BORDO-MAVİ BAYRAM…


Sıra Avni Aker’de bayram yapmaya gelmişti. Buna bir de Ramazan (şeker) bayramı eklenince, Minsk Trabzonspor için adeta elma şekeriydi!

Uzmanlar “Futbol seyircisini tribünlere çeken ve uzaklaştıran temel unsur; tuttuğu ekiplerin organizmalarında meydana getirdiği hormonal değişikliklerdir. Eğer, tutulan ekibi oluşturan futbolcular, isimleri okunduğunda taraftara ‘güven duygusu’ oluşturuyorsa, organizmalarında keyif ve mutluluk hormonu Seratonin oranı yükseliyor. Yok eğer, ekibi oluşturan oyuncuların isimleri taraftarda sebebini bilmediği bir güvensizlik, kaygı duygusu yaratıyorsa, o zaman organizmalardaki mutsuzluk hormonu denilen Cortisol seviyesi yükseliyor ve kişi kendisini mutsuz hissediyor. Ve bilinçaltında ‘Kaçış mekanizması’ gelişiyor.”

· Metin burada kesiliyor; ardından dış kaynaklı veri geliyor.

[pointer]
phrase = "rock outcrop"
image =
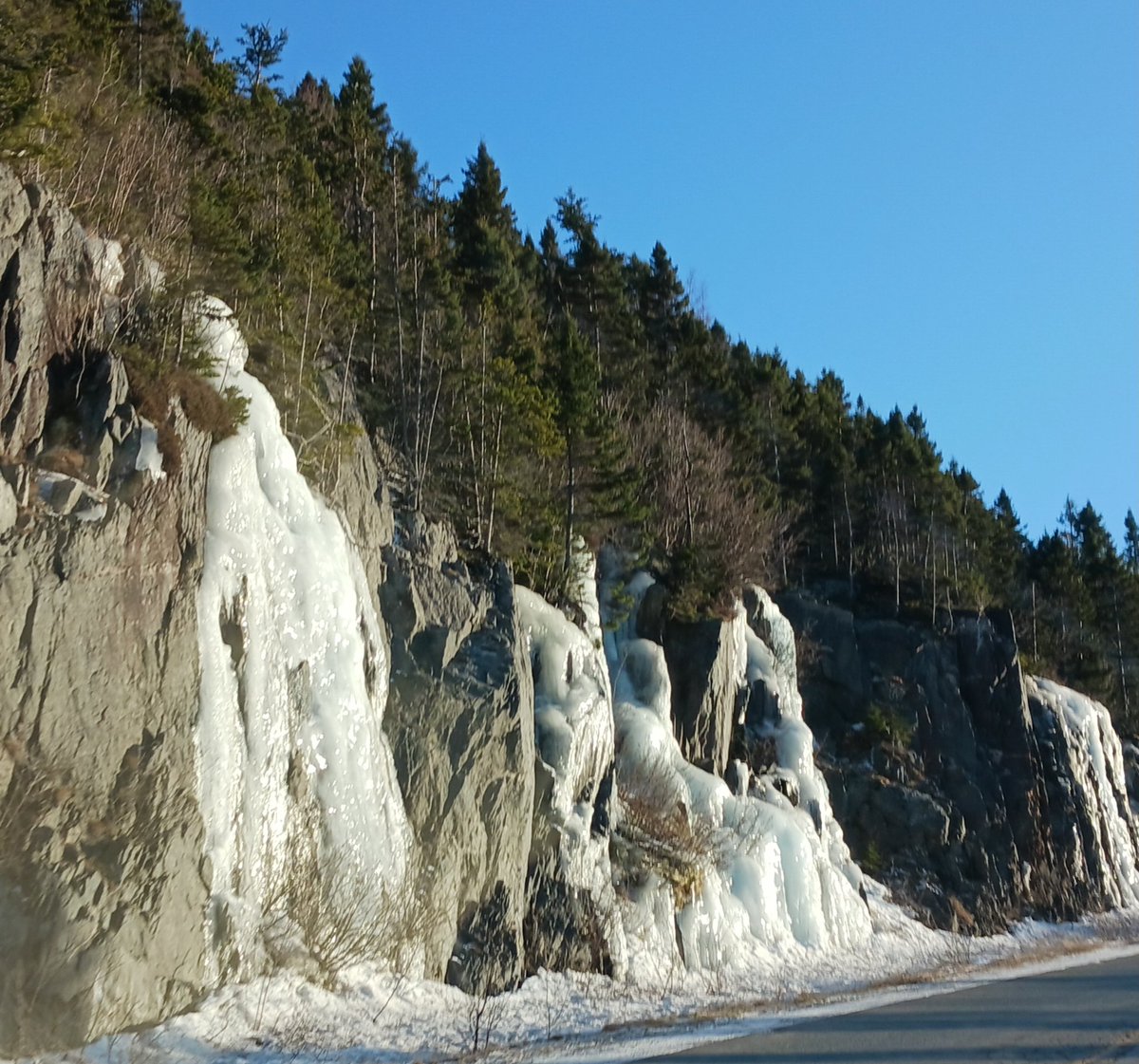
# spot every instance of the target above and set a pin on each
(460, 717)
(951, 783)
(102, 888)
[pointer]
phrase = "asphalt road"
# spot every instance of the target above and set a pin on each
(1086, 1014)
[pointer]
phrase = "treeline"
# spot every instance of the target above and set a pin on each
(536, 388)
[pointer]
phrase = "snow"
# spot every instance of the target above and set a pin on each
(387, 1018)
(107, 271)
(291, 756)
(149, 458)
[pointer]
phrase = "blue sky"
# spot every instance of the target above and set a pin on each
(938, 200)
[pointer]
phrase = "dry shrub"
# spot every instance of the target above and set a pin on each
(343, 917)
(660, 836)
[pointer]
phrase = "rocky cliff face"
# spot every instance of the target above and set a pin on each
(228, 711)
(101, 840)
(954, 779)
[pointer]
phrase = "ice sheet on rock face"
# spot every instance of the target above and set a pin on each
(294, 673)
(775, 874)
(1097, 768)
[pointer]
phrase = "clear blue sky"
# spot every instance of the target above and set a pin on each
(938, 200)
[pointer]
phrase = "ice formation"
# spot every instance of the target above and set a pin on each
(293, 760)
(573, 724)
(1097, 769)
(762, 871)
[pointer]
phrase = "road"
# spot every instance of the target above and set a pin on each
(1077, 1017)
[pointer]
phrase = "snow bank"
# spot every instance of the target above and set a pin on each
(293, 762)
(1097, 768)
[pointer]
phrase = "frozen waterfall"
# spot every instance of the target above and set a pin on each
(295, 773)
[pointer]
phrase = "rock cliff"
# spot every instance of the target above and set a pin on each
(955, 780)
(102, 888)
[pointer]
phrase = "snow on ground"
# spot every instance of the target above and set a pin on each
(385, 1018)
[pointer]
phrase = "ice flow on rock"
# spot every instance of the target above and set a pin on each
(295, 773)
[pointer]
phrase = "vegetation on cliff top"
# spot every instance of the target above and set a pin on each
(536, 387)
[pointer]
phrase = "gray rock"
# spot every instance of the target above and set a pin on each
(706, 700)
(102, 898)
(460, 719)
(45, 302)
(102, 837)
(9, 513)
(984, 769)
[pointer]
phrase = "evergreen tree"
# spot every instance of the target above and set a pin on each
(1131, 544)
(261, 50)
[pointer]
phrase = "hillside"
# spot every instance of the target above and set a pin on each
(381, 586)
(536, 388)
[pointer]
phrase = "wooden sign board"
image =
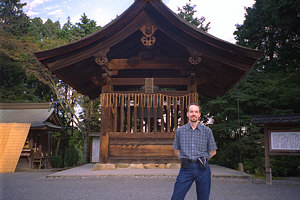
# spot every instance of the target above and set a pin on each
(284, 142)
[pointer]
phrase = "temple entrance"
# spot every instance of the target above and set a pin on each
(142, 126)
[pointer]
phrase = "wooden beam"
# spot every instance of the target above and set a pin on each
(156, 81)
(172, 64)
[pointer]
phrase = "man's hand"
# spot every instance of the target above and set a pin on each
(177, 152)
(212, 153)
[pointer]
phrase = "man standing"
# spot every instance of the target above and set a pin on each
(194, 144)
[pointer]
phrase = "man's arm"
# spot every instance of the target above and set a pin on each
(212, 153)
(177, 152)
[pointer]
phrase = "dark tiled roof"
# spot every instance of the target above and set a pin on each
(272, 119)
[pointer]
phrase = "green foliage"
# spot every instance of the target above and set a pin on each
(271, 87)
(187, 13)
(12, 17)
(285, 166)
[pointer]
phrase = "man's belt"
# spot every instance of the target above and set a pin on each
(201, 160)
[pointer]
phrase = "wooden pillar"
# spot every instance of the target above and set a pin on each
(155, 106)
(104, 132)
(267, 158)
(105, 123)
(142, 113)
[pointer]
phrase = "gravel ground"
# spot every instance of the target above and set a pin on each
(34, 186)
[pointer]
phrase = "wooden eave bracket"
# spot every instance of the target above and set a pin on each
(148, 39)
(195, 56)
(100, 57)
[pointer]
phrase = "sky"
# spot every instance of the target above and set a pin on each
(223, 15)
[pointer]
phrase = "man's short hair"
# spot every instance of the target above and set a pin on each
(193, 104)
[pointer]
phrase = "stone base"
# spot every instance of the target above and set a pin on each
(107, 166)
(136, 166)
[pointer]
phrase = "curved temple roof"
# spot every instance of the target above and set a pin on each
(222, 63)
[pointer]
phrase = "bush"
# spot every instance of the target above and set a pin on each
(71, 156)
(56, 161)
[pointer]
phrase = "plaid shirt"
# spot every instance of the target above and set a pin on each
(194, 143)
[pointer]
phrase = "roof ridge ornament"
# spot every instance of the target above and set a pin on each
(100, 57)
(195, 57)
(148, 39)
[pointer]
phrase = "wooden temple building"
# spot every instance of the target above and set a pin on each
(145, 67)
(32, 147)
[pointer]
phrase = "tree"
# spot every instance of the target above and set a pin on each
(86, 26)
(271, 87)
(12, 17)
(187, 13)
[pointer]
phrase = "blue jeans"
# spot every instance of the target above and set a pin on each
(186, 177)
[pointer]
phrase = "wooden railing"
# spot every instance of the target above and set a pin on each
(146, 113)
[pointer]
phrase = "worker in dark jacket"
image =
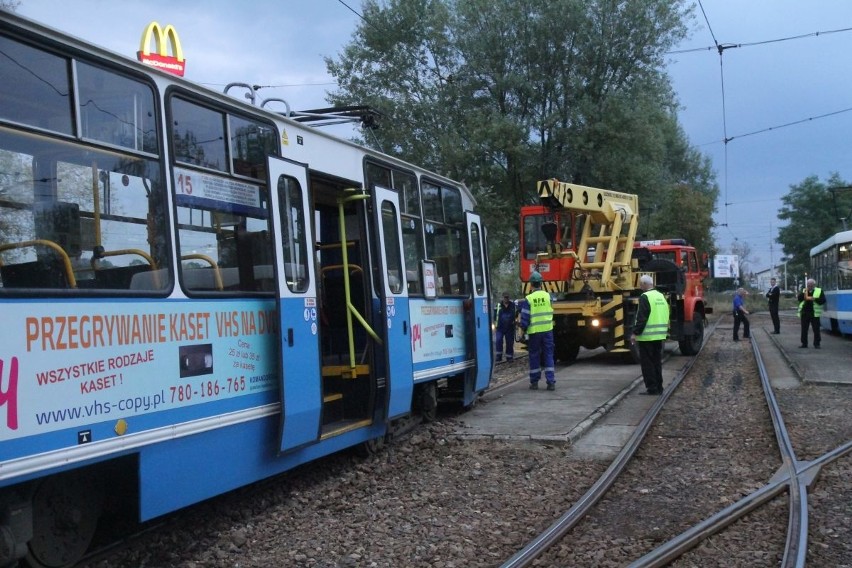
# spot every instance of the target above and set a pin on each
(811, 300)
(774, 296)
(741, 315)
(505, 329)
(650, 332)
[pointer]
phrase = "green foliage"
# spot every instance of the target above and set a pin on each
(814, 211)
(501, 94)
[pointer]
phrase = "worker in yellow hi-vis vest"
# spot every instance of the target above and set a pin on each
(650, 331)
(811, 300)
(537, 322)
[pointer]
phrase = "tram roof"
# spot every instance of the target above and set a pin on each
(836, 239)
(84, 46)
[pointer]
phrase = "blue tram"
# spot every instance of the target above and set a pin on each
(198, 293)
(831, 265)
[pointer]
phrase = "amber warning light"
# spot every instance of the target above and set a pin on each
(163, 38)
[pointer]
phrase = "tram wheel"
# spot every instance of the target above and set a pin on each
(66, 508)
(427, 401)
(691, 345)
(371, 447)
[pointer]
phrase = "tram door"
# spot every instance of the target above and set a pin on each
(481, 318)
(394, 299)
(301, 390)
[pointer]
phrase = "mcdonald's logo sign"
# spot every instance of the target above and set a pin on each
(162, 36)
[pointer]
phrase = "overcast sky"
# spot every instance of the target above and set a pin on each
(767, 86)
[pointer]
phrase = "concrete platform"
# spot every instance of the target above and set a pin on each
(597, 405)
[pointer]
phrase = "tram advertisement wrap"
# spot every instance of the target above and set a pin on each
(437, 330)
(80, 364)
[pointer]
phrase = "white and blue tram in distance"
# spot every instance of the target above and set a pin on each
(831, 266)
(198, 293)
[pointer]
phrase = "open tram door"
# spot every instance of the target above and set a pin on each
(393, 292)
(301, 390)
(479, 316)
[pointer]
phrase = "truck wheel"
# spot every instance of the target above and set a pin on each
(692, 344)
(567, 351)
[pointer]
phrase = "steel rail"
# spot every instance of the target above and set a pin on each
(575, 514)
(796, 547)
(788, 478)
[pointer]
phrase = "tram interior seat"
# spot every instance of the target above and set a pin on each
(149, 280)
(46, 272)
(59, 223)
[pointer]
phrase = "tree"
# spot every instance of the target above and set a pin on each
(814, 212)
(501, 94)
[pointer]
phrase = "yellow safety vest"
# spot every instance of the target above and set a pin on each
(657, 326)
(817, 307)
(541, 312)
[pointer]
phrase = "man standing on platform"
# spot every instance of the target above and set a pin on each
(741, 315)
(811, 300)
(650, 330)
(505, 329)
(774, 295)
(537, 322)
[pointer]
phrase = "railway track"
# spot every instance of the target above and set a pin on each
(793, 477)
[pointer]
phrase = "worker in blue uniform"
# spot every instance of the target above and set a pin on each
(537, 323)
(504, 331)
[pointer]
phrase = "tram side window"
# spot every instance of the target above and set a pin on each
(198, 135)
(293, 235)
(223, 234)
(251, 143)
(93, 221)
(116, 110)
(442, 208)
(412, 224)
(478, 271)
(36, 87)
(392, 255)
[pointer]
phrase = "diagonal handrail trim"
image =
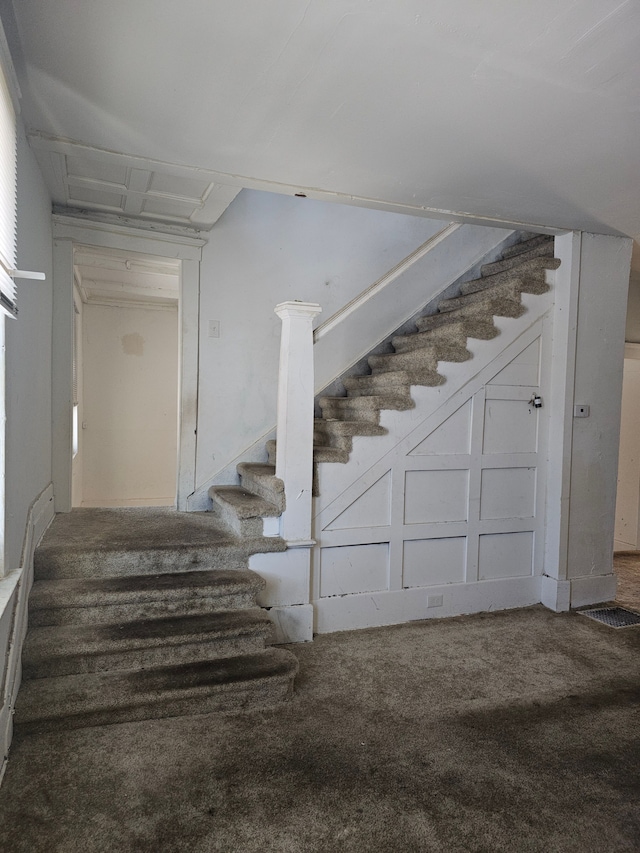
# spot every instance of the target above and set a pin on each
(385, 280)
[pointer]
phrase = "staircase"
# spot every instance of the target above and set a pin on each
(143, 613)
(440, 337)
(138, 614)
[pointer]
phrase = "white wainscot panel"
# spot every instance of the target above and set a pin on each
(371, 509)
(505, 555)
(354, 568)
(427, 562)
(523, 370)
(451, 437)
(510, 426)
(432, 496)
(508, 493)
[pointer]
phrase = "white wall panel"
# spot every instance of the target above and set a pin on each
(451, 437)
(508, 493)
(371, 509)
(523, 370)
(466, 498)
(432, 496)
(427, 562)
(353, 569)
(510, 426)
(505, 555)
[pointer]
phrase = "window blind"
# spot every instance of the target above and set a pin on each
(7, 200)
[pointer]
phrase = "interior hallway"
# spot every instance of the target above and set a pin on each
(515, 731)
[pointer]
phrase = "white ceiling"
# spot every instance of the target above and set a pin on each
(521, 110)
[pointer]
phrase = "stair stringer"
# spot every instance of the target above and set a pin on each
(372, 556)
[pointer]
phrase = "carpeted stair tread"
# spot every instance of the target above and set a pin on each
(116, 546)
(418, 359)
(240, 683)
(440, 337)
(500, 299)
(479, 326)
(260, 478)
(64, 650)
(322, 453)
(453, 335)
(388, 382)
(526, 246)
(367, 408)
(245, 504)
(77, 601)
(543, 249)
(348, 428)
(533, 269)
(241, 509)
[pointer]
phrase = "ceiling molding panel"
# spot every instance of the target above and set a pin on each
(79, 176)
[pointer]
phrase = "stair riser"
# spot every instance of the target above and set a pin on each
(258, 695)
(136, 611)
(198, 649)
(337, 442)
(251, 527)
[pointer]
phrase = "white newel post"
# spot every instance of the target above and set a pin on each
(294, 455)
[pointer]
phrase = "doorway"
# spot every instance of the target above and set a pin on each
(185, 251)
(126, 365)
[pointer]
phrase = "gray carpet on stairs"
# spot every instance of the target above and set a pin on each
(514, 732)
(144, 613)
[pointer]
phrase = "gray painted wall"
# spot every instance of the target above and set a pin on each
(28, 359)
(632, 334)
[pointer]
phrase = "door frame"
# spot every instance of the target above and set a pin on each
(69, 231)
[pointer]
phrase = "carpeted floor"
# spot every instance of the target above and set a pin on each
(626, 565)
(517, 731)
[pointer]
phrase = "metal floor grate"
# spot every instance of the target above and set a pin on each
(614, 617)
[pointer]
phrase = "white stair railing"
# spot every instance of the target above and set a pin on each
(294, 436)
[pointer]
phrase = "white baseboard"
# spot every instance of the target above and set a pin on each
(292, 624)
(374, 609)
(287, 574)
(555, 594)
(593, 590)
(14, 594)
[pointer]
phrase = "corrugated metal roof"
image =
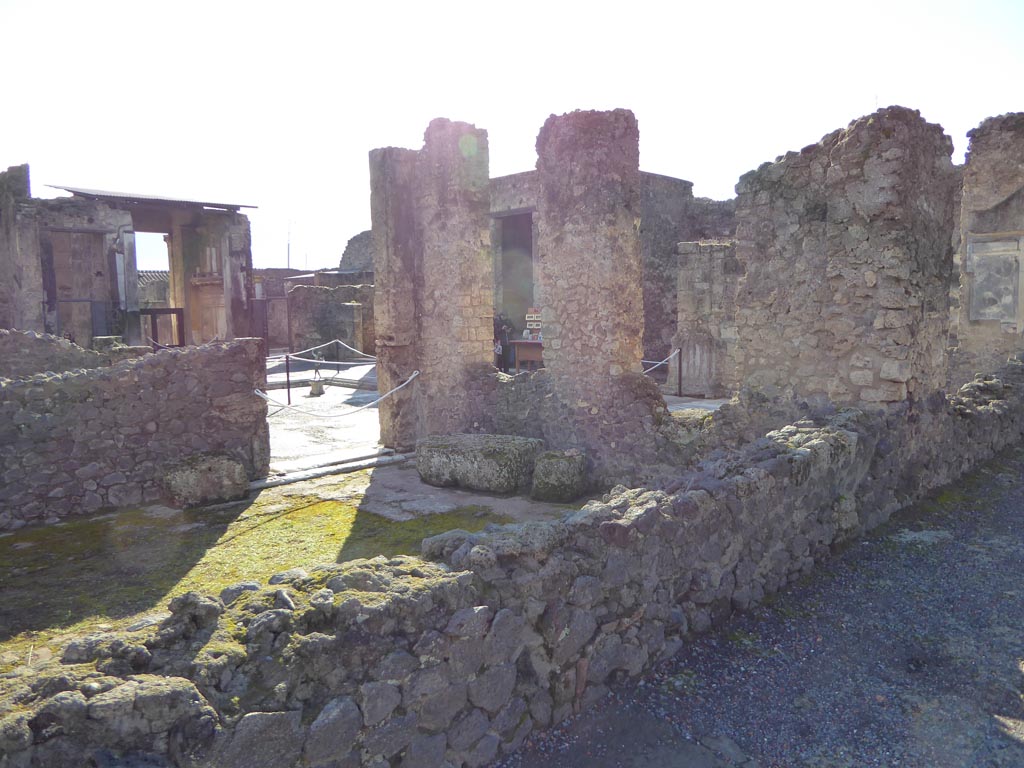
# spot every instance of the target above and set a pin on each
(134, 198)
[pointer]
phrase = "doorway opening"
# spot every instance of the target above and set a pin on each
(514, 270)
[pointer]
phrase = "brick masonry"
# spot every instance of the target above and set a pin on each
(846, 247)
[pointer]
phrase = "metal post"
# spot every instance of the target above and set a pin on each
(288, 378)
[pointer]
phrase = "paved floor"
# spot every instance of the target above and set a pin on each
(905, 649)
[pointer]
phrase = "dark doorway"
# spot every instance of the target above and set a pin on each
(516, 268)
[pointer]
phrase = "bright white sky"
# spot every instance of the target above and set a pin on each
(276, 104)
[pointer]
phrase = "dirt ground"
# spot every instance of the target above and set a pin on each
(906, 649)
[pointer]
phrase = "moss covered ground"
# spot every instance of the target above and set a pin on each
(105, 571)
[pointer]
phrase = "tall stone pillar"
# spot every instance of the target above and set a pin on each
(396, 262)
(434, 283)
(589, 289)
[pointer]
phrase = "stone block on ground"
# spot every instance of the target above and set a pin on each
(559, 475)
(206, 479)
(500, 464)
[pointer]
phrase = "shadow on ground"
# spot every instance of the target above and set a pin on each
(112, 566)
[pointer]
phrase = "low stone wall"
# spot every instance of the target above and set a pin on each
(78, 441)
(27, 352)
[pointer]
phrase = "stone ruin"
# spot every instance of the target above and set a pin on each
(828, 313)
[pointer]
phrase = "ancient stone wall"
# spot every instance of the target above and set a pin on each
(664, 204)
(989, 321)
(24, 353)
(322, 314)
(589, 289)
(846, 247)
(708, 278)
(78, 441)
(358, 254)
(14, 186)
(434, 283)
(457, 657)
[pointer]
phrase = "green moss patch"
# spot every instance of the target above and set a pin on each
(104, 571)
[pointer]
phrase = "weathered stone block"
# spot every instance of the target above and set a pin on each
(559, 475)
(500, 464)
(333, 732)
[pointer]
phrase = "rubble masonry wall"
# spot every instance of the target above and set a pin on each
(81, 440)
(26, 352)
(457, 657)
(322, 314)
(847, 252)
(589, 275)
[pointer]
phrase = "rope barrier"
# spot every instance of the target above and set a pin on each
(332, 363)
(266, 397)
(662, 363)
(320, 346)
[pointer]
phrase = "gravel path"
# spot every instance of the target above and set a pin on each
(905, 649)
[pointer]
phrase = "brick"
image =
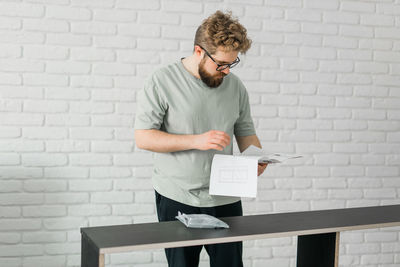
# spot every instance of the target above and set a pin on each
(387, 56)
(113, 69)
(105, 42)
(44, 261)
(10, 238)
(92, 133)
(43, 160)
(10, 186)
(388, 9)
(334, 113)
(19, 224)
(114, 15)
(336, 66)
(68, 39)
(179, 32)
(66, 198)
(46, 25)
(90, 159)
(66, 172)
(340, 42)
(21, 10)
(94, 28)
(89, 210)
(139, 5)
(264, 12)
(341, 17)
(10, 51)
(318, 28)
(363, 249)
(44, 211)
(45, 79)
(111, 197)
(318, 53)
(140, 30)
(9, 159)
(10, 212)
(371, 91)
(290, 206)
(133, 209)
(357, 6)
(107, 172)
(299, 64)
(113, 220)
(45, 52)
(375, 44)
(311, 171)
(345, 194)
(63, 223)
(371, 67)
(39, 185)
(68, 67)
(89, 185)
(352, 54)
(153, 44)
(10, 79)
(21, 250)
(68, 13)
(303, 15)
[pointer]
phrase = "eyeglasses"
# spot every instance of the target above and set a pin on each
(221, 67)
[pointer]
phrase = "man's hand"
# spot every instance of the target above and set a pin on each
(213, 139)
(261, 168)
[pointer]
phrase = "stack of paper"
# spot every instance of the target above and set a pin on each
(237, 175)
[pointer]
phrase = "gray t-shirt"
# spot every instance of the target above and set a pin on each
(175, 101)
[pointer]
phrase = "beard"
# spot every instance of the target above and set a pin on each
(210, 80)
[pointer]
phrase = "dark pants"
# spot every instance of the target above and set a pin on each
(225, 254)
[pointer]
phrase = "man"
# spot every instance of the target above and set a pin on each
(187, 112)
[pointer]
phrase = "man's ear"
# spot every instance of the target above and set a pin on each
(198, 51)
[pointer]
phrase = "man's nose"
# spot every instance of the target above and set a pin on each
(226, 71)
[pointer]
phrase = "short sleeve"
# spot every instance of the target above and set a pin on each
(150, 107)
(244, 125)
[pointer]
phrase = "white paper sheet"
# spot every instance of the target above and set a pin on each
(237, 175)
(233, 176)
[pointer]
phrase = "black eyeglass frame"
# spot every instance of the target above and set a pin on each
(221, 67)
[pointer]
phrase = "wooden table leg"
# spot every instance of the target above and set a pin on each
(90, 254)
(319, 250)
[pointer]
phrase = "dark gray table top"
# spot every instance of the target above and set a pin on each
(119, 238)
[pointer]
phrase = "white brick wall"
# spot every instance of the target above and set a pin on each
(323, 78)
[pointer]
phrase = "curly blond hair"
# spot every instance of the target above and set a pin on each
(222, 30)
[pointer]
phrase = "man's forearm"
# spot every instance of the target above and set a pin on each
(162, 142)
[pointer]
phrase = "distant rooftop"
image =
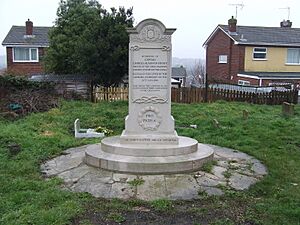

Demem o ki; Avrupa kupalarında arka arkaya alınan 3 galibiyet ve Trabzonspor’un yeni transferleri, başta gurbetçiler olmak üzere herkesi tribünlere çekti. Avni Aker ve çevresi uzun yıllar böyle kalabalık görmedi. Geçen sene öylemiydi? Hatırlayın Videoton maçını; tribünlerin yarısı boştu.

Maça gelince...
En sonda söyleyeceğimizi baştan söyleyelim; Trabzonsporlu oyuncular bu maçta milyonlara gol sevinci yaşatmalıydılar.
Amma velâkin, karşılaşmanın 87. dakikasında Zeki Yavru’nun ters vuruşunda ağlara gitmekte olan topu inanılmaz şekilde çıkaran Onur’un hareketini gördükten sonra, insanın içinden “Tur gelsin de nasıl gelirse gelsin” demekten başka bir şey gelmiyor.

Tribünler Bordo-Mavi bayraklarla donatılmış. Sahada oynamaya doyamazsın, dahası üstünde yatmak istersin!
Trabzonspor’un kadro olarak ilk maçtan farkı, cezalı Colman’ın yerine Soner’in olmasıydı.

Formül belli; Minsk ne pahasına olursa olsun gol için saldıracak,
Trabzonspor, bir kazaya uğramamak için orta sahayı kalabalık tutup, rakipten kaptığı toplarla ya kanatları Olcan ve Volkan ile havalandıracak, ya da defansın arkasına atılan uzun toplarla gol arayacak.
İlk yarı topla daha çok oynayan Minskli oyuncular olsa da, net gol pozisyonuna giren takım Trabzonspor’du.
Bordo-Mavili oyuncular biraz sakin ve sabırlı olabilseydiler, Beyaz Rusya’nın takımına Henriqua, Olcan, Adiran ve Volkan ile birkaç kez soğuk duş aldırmamaları içten bile değildi.
“Tecrübesizlik” deyip geçelim. Zira ilk yarı skorun verdiği dezavantajla sert oynayan takım rakip, sarı kart gören oyuncular Soner ve Olcan...

İkinci yarı ilk yarıdan farklı değildi
Sulima yine başrollerde. Sulima’yı bu derece başarılı kılan Bordo-Mavili oyuncuların ileride çoğalamaması ve final paslarının verilmesinde aceleci davranmalarıydı. Buna Volkan Şen, Olcan ve Henriqua’nin beceriksizliği de diyebiliriz.
Kim ne derse desin bu takıma iyi bir golcü lazım!

Bordo-Mavili takım golü bulmakta gecikince, oyuncularda aşırı kazanma isteği stresi daha da artırdı.
Her şeye rağmen tur atlayan Bordo-Mavili oyuncuları kutluyoruz. Hatırlayın geçen seneyi; çantada keklik Videoton, aynı taraftarın boynunu bükmüştü.
İşte o taraftar alkışın en büyüğünü hak ediyor. Onlar da uzun zamandır ilk defa eve mutlu döndüler.